Big Six Champions
- Conference: Big Six Conference
- Record: 13–5 (7–3 Big 6)
- Head coach: Phog Allen (15th season);
- Captains: Theodore O'Leary; Leland Page;
- Home arena: Hoch Auditorium

= 1931–32 Kansas Jayhawks men's basketball team =

American college basketball season

The 1931–32 Kansas Jayhawks men's basketball team represented the University of Kansas during the 1931–32 college men's basketball season.

==Roster==
- Paul Randall Harrington
- William Johnson
- Theodore O'Leary
- Leland Page
- Elmer Schaake
- Ernest Vanek

==Schedule==

Per the January 4, 1932 Lawrence Daily Journal World the first two Kansas State College games were not part of the Big 6 Conference schedule, so they are not counted as conference games.

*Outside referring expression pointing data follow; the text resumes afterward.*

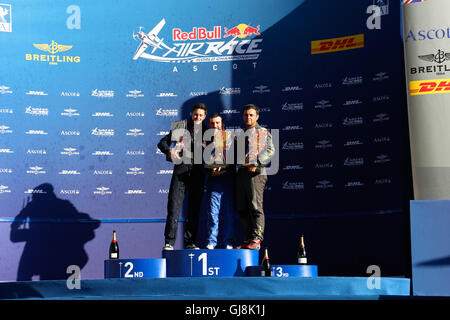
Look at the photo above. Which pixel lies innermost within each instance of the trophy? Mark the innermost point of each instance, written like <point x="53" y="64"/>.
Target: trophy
<point x="256" y="145"/>
<point x="182" y="141"/>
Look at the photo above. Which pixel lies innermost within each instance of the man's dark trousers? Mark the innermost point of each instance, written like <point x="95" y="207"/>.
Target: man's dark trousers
<point x="249" y="201"/>
<point x="191" y="182"/>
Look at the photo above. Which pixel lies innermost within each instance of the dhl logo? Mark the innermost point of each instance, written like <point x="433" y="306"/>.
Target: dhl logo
<point x="337" y="44"/>
<point x="429" y="86"/>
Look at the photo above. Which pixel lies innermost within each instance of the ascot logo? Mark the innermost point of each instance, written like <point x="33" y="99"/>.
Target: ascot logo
<point x="102" y="132"/>
<point x="102" y="93"/>
<point x="381" y="117"/>
<point x="166" y="95"/>
<point x="35" y="191"/>
<point x="352" y="143"/>
<point x="37" y="151"/>
<point x="324" y="184"/>
<point x="136" y="191"/>
<point x="351" y="184"/>
<point x="39" y="132"/>
<point x="382" y="158"/>
<point x="380" y="76"/>
<point x="36" y="170"/>
<point x="167" y="112"/>
<point x="135" y="152"/>
<point x="135" y="94"/>
<point x="52" y="59"/>
<point x="323" y="144"/>
<point x="135" y="171"/>
<point x="135" y="114"/>
<point x="292" y="106"/>
<point x="439" y="33"/>
<point x="4" y="189"/>
<point x="293" y="146"/>
<point x="229" y="91"/>
<point x="102" y="153"/>
<point x="352" y="80"/>
<point x="5" y="90"/>
<point x="164" y="172"/>
<point x="198" y="93"/>
<point x="102" y="114"/>
<point x="355" y="121"/>
<point x="135" y="132"/>
<point x="323" y="104"/>
<point x="292" y="88"/>
<point x="36" y="93"/>
<point x="69" y="191"/>
<point x="36" y="111"/>
<point x="439" y="57"/>
<point x="196" y="45"/>
<point x="381" y="139"/>
<point x="293" y="185"/>
<point x="69" y="133"/>
<point x="102" y="191"/>
<point x="70" y="113"/>
<point x="102" y="172"/>
<point x="69" y="172"/>
<point x="354" y="162"/>
<point x="5" y="129"/>
<point x="70" y="94"/>
<point x="70" y="152"/>
<point x="292" y="128"/>
<point x="5" y="18"/>
<point x="261" y="89"/>
<point x="352" y="102"/>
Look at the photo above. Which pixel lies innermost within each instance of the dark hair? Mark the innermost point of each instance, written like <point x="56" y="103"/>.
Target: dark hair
<point x="200" y="106"/>
<point x="215" y="115"/>
<point x="251" y="106"/>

| Date time, TV | Rank^{#} | Opponent^{#} | Result | Record | Site city, state |
| December 11* |  | Kansas State Sunflower Showdown | W 32–30 | 1-0 | Hoch Auditorium Lawrence, KS |
| December 16* |  | at Kansas State Sunflower Showdown | W 27–25 | 2-0 | Nichols Hall Manhattan, KS |
| December 21* |  | vs. Pittsburgh | W 24–23 | 3-0 | Convention Hall Kansas City, MO |
| December 22* |  | vs. Pittsburgh | W 26–20 | 4-0 | Convention Hall Kansas City, MO |
| December 23* |  | vs. Pittsburgh | L 22–25 | 4-1 | Convention Hall Kansas City, MO |
| January 4* |  | Colorado | L 22–25 | 5-2 | Convention Hall Kansas City, MO |
| January 5* |  | vs. Colorado | W 41–22 | 6-2 | Convention Hall Kansas City, MO |
| January 6* |  | Colorado | W 34–25 | 7-2 | Hoch Auditorium Lawrence, KS |
| January 9 |  | at Oklahoma | L 26–31 | 7-3 (0-1) | Field House Norman, OK |
| January 12 |  | at Nebraska | W 34–21 | 8-3 (1-1) | Nebraska Coliseum Lincoln, NE |
| January 15 |  | Kansas State Sunflower Showdown | W 27–26 | 9-3 (2-1) | Hoch Auditorium Lawrence, KS |
| January 18 |  | Iowa State | L 29–37 | 9-4 (2-2) | Hoch Auditorium Lawrence, KS |
| January 30 |  | at Missouri Border War | L 22–26 | 9-5 (2-3) | Brewer Fieldhouse Columbia, MO |
| February 5 |  | at Iowa State | W 40–27 | 10-5 (3-3) | State Gymnasium Ames, IA |
| February 12 |  | at Kansas State Sunflower Showdown | W 30–22 | 11-5 (4-3) | Nichols Hall Manhattan, KS |
| February 15 |  | Nebraska | W 51–19 | 12-5 (5-3) | Hoch Auditorium Lawrence, KS |
| February 20 |  | Missouri Border War | W 24–16 | 13-5 (6-3) | Hoch Auditorium Lawrence, KS |
| February 27 |  | Oklahoma | W 33–29 | 14-5 (7-3) | Hoch Auditorium Lawrence, KS |
*Non-conference game. ^{#}Rankings from AP Poll. (#) Tournament seedings in parentheses.